Summary
This chapter is the first of three that represent Quentin's father's (Jason Compson III, son of General Compson, Sutpen's contemporary and friend) account of Sutpen's family history. At the beginning of the chapter, it appears that Quentin has returned from his visit with Rosa Coldfield and is waiting for the appropriate hour to accompany her to the old Sutpen house.
The chapter begins with a mostly objective and third-person representation of Sutpen's arrival in Yoknapatawpha. About halfway through the chapter, the paragraphs begin with quotation marks and are attributed to Mr. Compson. The style of this chapter slowly changes from a more general, objective style, to something that clearly represents Mr. Compson's way of explaining.
Quentin and Mr. Compson begin with Sutpen's arrival in Jefferson (the largest city in Yoknapatawpha). Sutpen rides into the town a complete stranger, and no one is able to get him to explain his history. Sutpen stays at a local boarding house (Holston House) in Jefferson, and he doesn't spend any time getting to know the people or making friends. After about a month of this, the town finds out that he has registered a large land purchase (100 square miles) with the Chickasaw Indian agent.
Sutpen disappears for two months, then comes back to town in a wagon full of wild-looking slaves, with a French architect. They begin to build his new house on his property. Groups of men from the town assemble and ride out to his property to watch him work with his architect and his slaves. Here, Sutpen's slaves begin to develop a reputation as especially murderous and like "wild men."
As the house takes shape, Sutpen starts inviting the men to camp on his property, offering them hunting and fishing. He also offers them entertainment, having his slaves fight each other, and sometimes entering the ring himself. Here General Compson (Quentin's grandfather, not technically a general yet) begins to make friends with Sutpen, loaning him seed cotton to begin his cotton planting.

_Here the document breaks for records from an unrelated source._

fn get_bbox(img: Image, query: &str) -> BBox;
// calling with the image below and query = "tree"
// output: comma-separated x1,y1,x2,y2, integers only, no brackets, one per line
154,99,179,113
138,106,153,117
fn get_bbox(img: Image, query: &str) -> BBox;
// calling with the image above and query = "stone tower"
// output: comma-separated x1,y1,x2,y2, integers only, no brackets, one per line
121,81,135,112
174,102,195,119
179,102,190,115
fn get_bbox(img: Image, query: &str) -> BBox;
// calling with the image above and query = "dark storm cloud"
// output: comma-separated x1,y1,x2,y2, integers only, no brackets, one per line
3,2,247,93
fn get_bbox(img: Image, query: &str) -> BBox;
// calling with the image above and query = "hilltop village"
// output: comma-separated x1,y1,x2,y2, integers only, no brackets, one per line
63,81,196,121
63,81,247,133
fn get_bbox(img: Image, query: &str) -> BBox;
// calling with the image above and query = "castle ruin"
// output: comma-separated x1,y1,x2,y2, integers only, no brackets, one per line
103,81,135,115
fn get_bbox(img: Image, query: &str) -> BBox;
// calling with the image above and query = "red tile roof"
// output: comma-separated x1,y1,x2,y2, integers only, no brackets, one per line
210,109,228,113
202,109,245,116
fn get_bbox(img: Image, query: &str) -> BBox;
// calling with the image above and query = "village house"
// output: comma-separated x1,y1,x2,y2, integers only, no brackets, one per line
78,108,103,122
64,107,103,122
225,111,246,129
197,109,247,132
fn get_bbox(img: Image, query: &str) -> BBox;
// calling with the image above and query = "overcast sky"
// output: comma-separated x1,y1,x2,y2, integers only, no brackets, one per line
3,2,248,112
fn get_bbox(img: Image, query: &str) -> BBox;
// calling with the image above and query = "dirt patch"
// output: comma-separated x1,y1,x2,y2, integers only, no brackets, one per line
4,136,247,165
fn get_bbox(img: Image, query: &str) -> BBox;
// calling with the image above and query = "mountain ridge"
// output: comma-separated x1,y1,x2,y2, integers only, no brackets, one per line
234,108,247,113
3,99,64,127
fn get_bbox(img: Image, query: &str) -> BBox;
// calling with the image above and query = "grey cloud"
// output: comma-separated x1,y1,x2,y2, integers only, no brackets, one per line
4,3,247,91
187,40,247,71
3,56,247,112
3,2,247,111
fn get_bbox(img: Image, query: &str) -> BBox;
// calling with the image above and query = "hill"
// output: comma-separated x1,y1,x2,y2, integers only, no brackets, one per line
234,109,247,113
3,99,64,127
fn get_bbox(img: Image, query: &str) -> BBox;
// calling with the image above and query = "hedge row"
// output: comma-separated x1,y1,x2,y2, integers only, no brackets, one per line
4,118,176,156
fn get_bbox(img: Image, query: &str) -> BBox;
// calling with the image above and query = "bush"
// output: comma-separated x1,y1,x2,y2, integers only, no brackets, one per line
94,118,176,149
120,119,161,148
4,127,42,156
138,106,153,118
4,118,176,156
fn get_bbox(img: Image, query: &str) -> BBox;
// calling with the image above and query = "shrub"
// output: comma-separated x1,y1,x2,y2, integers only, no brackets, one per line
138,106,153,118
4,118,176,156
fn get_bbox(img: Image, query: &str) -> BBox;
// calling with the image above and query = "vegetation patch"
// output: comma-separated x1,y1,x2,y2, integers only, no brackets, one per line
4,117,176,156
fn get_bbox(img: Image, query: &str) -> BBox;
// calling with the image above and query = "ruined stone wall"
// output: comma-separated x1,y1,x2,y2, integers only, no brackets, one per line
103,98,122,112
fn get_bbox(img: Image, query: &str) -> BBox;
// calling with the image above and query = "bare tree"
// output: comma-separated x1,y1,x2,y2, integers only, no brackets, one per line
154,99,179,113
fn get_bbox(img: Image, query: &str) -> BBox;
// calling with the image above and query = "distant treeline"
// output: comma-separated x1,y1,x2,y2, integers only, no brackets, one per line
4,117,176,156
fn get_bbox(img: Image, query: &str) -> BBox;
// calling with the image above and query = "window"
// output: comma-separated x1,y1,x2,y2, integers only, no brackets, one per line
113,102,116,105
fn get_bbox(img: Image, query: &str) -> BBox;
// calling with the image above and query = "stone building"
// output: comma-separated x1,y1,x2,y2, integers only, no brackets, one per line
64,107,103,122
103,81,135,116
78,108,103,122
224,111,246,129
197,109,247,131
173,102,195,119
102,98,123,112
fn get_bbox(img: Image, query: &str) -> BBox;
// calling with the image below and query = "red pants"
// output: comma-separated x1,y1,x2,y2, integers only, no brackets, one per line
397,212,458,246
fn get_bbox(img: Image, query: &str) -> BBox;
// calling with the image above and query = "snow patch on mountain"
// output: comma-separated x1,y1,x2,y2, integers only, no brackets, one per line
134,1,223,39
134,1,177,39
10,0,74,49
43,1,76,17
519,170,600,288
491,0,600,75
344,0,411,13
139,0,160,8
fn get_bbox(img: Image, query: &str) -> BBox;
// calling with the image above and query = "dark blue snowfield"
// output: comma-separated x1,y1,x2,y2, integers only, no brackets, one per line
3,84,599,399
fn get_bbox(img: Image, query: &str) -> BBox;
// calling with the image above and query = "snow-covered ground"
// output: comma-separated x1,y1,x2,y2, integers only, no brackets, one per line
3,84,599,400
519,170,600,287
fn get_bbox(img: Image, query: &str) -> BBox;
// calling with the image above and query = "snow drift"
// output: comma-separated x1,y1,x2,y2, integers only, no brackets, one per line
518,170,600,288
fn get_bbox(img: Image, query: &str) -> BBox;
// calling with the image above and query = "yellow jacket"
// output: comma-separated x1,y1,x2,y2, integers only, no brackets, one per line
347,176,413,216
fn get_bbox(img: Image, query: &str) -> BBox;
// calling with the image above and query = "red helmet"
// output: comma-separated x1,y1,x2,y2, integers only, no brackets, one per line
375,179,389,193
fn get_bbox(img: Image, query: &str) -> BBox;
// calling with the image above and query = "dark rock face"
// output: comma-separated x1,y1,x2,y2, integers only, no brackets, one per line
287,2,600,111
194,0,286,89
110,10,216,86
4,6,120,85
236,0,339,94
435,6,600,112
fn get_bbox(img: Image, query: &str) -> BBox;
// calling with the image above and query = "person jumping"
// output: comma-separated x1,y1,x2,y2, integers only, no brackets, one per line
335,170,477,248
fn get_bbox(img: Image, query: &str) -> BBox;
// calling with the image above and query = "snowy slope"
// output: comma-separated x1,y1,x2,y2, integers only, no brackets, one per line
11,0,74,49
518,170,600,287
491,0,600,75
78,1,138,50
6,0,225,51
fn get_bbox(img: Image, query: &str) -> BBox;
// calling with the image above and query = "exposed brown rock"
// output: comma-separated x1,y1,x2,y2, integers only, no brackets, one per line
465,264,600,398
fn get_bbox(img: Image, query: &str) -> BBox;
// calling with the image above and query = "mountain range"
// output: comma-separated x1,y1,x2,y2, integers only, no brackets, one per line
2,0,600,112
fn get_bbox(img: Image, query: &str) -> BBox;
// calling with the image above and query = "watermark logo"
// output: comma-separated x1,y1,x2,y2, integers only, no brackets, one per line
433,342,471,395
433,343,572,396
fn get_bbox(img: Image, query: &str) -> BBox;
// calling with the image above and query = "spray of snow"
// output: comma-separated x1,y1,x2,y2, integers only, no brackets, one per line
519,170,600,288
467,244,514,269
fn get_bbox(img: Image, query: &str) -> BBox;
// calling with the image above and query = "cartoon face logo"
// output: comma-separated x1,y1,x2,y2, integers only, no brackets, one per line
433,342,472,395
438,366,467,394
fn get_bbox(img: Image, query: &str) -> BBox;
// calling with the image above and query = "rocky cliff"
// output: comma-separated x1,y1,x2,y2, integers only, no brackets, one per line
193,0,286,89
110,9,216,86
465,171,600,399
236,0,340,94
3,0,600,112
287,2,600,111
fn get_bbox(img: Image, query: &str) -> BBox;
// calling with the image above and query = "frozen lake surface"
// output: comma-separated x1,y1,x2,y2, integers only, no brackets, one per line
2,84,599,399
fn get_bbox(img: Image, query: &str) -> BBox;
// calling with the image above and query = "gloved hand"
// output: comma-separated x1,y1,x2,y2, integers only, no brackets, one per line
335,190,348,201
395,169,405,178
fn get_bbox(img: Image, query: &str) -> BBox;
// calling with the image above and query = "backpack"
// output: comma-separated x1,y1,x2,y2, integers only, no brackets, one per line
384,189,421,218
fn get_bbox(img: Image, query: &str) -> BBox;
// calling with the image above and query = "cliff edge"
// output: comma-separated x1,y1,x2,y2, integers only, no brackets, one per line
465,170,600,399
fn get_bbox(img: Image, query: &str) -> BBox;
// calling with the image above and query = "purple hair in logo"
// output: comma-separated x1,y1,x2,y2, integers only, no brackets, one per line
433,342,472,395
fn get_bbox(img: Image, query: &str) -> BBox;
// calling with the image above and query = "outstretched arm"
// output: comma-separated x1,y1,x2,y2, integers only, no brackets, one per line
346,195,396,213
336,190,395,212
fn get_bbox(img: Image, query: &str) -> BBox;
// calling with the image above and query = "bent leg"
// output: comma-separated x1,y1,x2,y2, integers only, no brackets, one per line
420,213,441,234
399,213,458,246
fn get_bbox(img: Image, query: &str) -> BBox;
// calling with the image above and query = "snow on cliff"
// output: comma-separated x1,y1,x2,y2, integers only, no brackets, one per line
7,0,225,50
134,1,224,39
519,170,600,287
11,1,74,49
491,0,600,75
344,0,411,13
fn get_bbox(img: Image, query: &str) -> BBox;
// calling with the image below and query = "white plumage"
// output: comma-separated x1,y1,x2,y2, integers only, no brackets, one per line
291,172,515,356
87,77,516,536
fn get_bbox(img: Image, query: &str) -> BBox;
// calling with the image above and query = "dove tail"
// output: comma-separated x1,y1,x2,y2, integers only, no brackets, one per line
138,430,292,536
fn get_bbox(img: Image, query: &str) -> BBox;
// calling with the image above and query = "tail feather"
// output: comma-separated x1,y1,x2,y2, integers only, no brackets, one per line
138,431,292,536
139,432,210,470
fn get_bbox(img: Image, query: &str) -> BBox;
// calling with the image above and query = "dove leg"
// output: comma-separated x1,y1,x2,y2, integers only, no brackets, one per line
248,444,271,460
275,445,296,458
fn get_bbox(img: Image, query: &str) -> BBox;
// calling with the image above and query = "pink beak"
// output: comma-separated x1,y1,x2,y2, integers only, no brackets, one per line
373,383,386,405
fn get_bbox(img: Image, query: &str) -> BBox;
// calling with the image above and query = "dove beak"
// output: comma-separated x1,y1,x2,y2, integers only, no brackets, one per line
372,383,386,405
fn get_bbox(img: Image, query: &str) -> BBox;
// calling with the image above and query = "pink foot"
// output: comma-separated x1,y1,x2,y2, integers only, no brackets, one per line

When the house is close to being finished, Sutpen enters the Methodist church in Jefferson, and picks out Ellen Coldfield as the woman he would like to be his wife. The hunting parties stop immediately, and Sutpen is seen visiting Mr. Coldfield's store. Shortly after this change, Sutpen disappears again for a few months, and with wagons that Coldfield had paid for, brings back a huge amount of expensive furnishings for his house (furniture, curtains, rugs, chandeliers, etc.).
The town is convinced that Sutpen has stolen these items. A few men, with the sheriff, ride out to his property to arrest him. After a few sheepish failures to confront him, Sutpen is arrested after he has become engaged to Ellen and is walking out of her house. Mr. Coldfield posts Sutpen's bond, and he gets out of jail the same morning. Here, Mr. Compson has taken over the narrative, and he comments how Sutpen is "underbred" because of the false way that he salutes the men who are watching him enter Coldfield's house.
Two months later, Sutpen and Ellen Coldfield are married in the Methodist church in Jefferson. Ellen's aunt had gone house to house in Jefferson, trying to encourage people to come to the wedding. Only ten people come to the wedding itself, but a crowd gathers outside the church. When Sutpen and Ellen emerge after the ceremony, they are pelted with clods of dirt and vegetables. It doesn't last long, and Ellen is not hit. But the chapter ends (or, Mr. Compson ends the chapter) with Ellen crying.
Analysis
This chapter is a shift in tone and style, and the gradual change into Mr. Compson's voice is almost imperceptible. His judgments of the people of Jefferson start to creep into the story at this point, though, such as his disdain for the townspeople trying to arrest Sutpen, or his comparison of the day laborers and other non-landowning people to rats.
This chapter, like the first chapter, encourages or teaches the reader to watch the teller, or notice the way that the speaker (in this case, either Quentin's memory of his father's story or Quentin's father directly) shows his attitudes in the telling of the tale. It seems like Mr. Compson admires Sutpen. This admiration shows in the way that he describes Sutpen's treatment by the so-called Vigilance Committee, which seems afraid to arrest him until they outnumber him fifty to one.